During the 90 minutes spent studying for a French quiz, Brenda Lau, 19, a New York University Political Theory and Literature sophomore, has checked her cell phone’s social media applications at least 10 times.


Sounds familiar? This has become the Generation-Y mode of studying: the era where social media updates are far more captivating — and distracting — than French conjugations and assigned readings. Before the digital millennium, distraction once came in the form of the television box. Since then, it has transmuted and shrunken to the size of a smartphone, but its pull has become stronger. For many Generation Y students, with social media now in the palm of our hands, resisting it during study time takes herculean effort.


Students’ engagement in other forms of digital activity such as social media while studying inhibits their brain’s capacity for essential processing, found a study published in the Computers & Education journal in last September. By being distracted by social media, students divert their energies away from a betterunderstanding of study materials. For Lau, this means that her brain processes the newest updates on her Facebook newsfeed better and faster than the intricacies of French grammar. After all, the former requires only rapid responses, while deliberation is essential for the latter.

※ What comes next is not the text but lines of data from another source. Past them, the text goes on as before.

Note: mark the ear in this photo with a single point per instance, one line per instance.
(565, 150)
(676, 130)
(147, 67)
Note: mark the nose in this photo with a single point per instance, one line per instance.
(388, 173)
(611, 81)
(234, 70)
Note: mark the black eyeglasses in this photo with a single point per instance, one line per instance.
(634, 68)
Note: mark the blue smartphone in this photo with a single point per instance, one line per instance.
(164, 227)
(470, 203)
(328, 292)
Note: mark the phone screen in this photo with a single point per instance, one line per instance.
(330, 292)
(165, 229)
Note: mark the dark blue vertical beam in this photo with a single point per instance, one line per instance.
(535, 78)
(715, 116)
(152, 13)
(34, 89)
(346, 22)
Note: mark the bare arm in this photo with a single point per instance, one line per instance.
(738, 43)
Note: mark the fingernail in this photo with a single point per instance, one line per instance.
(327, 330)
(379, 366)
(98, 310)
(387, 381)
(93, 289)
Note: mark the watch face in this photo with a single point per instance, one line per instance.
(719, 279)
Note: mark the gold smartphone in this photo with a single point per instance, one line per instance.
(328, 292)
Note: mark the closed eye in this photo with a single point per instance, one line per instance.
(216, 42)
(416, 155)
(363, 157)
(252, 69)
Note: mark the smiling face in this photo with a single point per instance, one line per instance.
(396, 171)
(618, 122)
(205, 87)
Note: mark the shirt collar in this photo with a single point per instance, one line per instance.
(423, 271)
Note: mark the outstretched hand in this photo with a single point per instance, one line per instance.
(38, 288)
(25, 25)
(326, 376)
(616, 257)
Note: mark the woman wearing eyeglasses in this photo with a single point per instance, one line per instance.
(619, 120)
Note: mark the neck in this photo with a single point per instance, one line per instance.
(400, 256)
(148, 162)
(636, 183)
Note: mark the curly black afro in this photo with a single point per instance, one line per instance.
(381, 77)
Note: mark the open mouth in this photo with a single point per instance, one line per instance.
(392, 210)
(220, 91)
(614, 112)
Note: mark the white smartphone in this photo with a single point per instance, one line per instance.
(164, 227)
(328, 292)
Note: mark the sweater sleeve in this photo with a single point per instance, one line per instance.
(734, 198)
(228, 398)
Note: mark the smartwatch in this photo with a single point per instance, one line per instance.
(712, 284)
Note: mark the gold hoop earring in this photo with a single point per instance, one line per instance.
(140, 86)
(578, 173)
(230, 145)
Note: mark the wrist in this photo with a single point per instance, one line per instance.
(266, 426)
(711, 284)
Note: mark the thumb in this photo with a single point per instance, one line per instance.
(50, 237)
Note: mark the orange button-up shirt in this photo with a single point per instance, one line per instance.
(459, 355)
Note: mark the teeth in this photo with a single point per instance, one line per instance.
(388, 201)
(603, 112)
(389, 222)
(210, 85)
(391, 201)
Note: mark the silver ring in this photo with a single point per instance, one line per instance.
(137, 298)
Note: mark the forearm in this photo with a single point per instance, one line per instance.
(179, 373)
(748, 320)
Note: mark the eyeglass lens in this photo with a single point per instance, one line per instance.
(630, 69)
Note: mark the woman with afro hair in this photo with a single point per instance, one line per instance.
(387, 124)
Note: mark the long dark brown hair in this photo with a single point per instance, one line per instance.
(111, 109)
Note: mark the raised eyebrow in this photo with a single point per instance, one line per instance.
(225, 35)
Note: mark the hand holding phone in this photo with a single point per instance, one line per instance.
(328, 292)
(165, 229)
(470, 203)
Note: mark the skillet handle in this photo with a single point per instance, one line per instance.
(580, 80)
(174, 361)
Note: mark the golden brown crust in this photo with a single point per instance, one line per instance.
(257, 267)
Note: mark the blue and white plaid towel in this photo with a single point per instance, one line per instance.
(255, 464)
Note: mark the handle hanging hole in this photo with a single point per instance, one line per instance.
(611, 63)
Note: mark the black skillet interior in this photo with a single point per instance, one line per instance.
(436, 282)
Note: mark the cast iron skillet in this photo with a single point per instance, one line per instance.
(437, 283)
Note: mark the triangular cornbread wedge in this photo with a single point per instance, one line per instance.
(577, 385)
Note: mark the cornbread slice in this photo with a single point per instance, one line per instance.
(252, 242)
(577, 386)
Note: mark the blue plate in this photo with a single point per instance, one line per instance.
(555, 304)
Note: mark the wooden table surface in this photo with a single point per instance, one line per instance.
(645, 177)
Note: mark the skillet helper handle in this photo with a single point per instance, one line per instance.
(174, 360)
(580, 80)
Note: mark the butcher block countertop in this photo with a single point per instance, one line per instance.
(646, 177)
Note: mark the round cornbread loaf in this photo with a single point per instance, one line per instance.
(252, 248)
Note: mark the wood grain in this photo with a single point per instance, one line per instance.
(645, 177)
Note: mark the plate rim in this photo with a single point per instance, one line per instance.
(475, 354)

At times when students lack interest in what they are studying, social media provides an all-too-easy distraction. NYU English and American literature sophomore Charline Jao, 19, often takes – she air-quotes – ‘study breaks,’ the kind that says, “I don’t want to study, so I’m going to go on Facebook for a bit.”


Studies have shown that such interruptions – even those fueled by academic reluctance – often work against students. With every ‘break,’ memories become more shallow and fragmented, and thus less retrievable; the brain’s capacity for holding new information slowly becomes restricted. This creates a bottleneck in which the working memory is strained from handling an overload of information from rivaling sources. The brain either retains study-related information, or social gloss; there can be no in-between.


What students often don’t realize is that constant task switching – from French to Facebook and back – leads to what experts call a “resumption lag” making it harder to get back to the same place in a previous task. Not only is this inefficient, it is also unrewarding. When studying for examinations, task switching will only shortchange students’ ability to perform well. Research has shown that students who aren’t able to concentrate for long periods of time, and who task switch often tend to score lower grade point averages than those who don’t. In other words, no matter how unwilling students may be, it is in their best interests to stay focused on one task at a time.


Still, it’s not us, it’s them; to cover our lack of self-discipline, we blame social media and technology for being too distracting. Wrong, said Jordan Grafman, a neurologist and chief of the cognitive neuroscience section at the National Institute of Neurological Disorders and Stroke. “Technology is brilliant, but it is only when people become obsessed with it that they end up being more easily distracted and controlled by it,” he said. His advice? “It’s all about judicious use,” he said. “Don’t just throw it out. Learn to manage it.”


Kimberly Farmer, 19, a student leader at Duke University, learned to control social media the hard way. Being active in leadership positions meant that she would often get messages through Facebook or email, and she feels compelled to respond immediately, even if there is no urgency. She knows that she can’t fight her distractions, but she could at least avoid them. Before studying, the Arizona native checks all updates on her phone, email and social media websites, so that they would not distract her halfway through her studies.


Farmer, who prefers studying in her dorm room, said that on occasion, she places her phone in another room when she studies. If she has no need for her laptop, it joins her phone elsewhere. But when even that fails, she resorts to using ‘Self Control,’ a popular free application for Mac OS X that allows its users to block their access to certain websites for a specified time frame. American artist Steve Lambert wrote on his website that he masterminded it because he knows that “the time you can block out to get focused work done is invaluable.” (The application was coded by Columbia University student, Charlie Stigler.)


Yet, these are all just stopgap measures that do not tackle the root of the problem: the lack of self-inhibition. Larry Rosen, a psychologist and professor at the California State University, Dominguez Hills, believes that students must gradually increase their ability to focus, instead of just shutting out technology. In an email interview, he added that the latter does not address students’ underlying anxiety of missing out on their virtual social world. Rather, he advocates “tech breaks” as a method of weaning oneself off technology.


He recommends checking social media and other communication tools for one minute, before setting an alarm for 15 minutes, silencing the phone and placing it aside. When the individual is able to focus for 15 minutes without getting distracted, he should extend the duration in increments of five minutes. After a while, the brain will realize that it is not missing out on anything if the individual don’t check in as often as he had been doing.


Emily Liu, 19, an avid social media user, has created her own version of a “tech break.” The NYU sophomore who hails from a laid-back West Coast culture professed to be very disciplined when she studies. She typically closes her laptop when she studies, and only checks social media, listen to music or surf the Internet for five to 15 minutes when she takes study breaks. “I see them as a way to recharge, rather than as a way to distract myself,” she said.


For all easily-distracted students out there, author and researcher Alex Pang says it best in his self-help book, “The Distraction Addiction,” advising that “Connection is inevitable. Distraction is a choice.”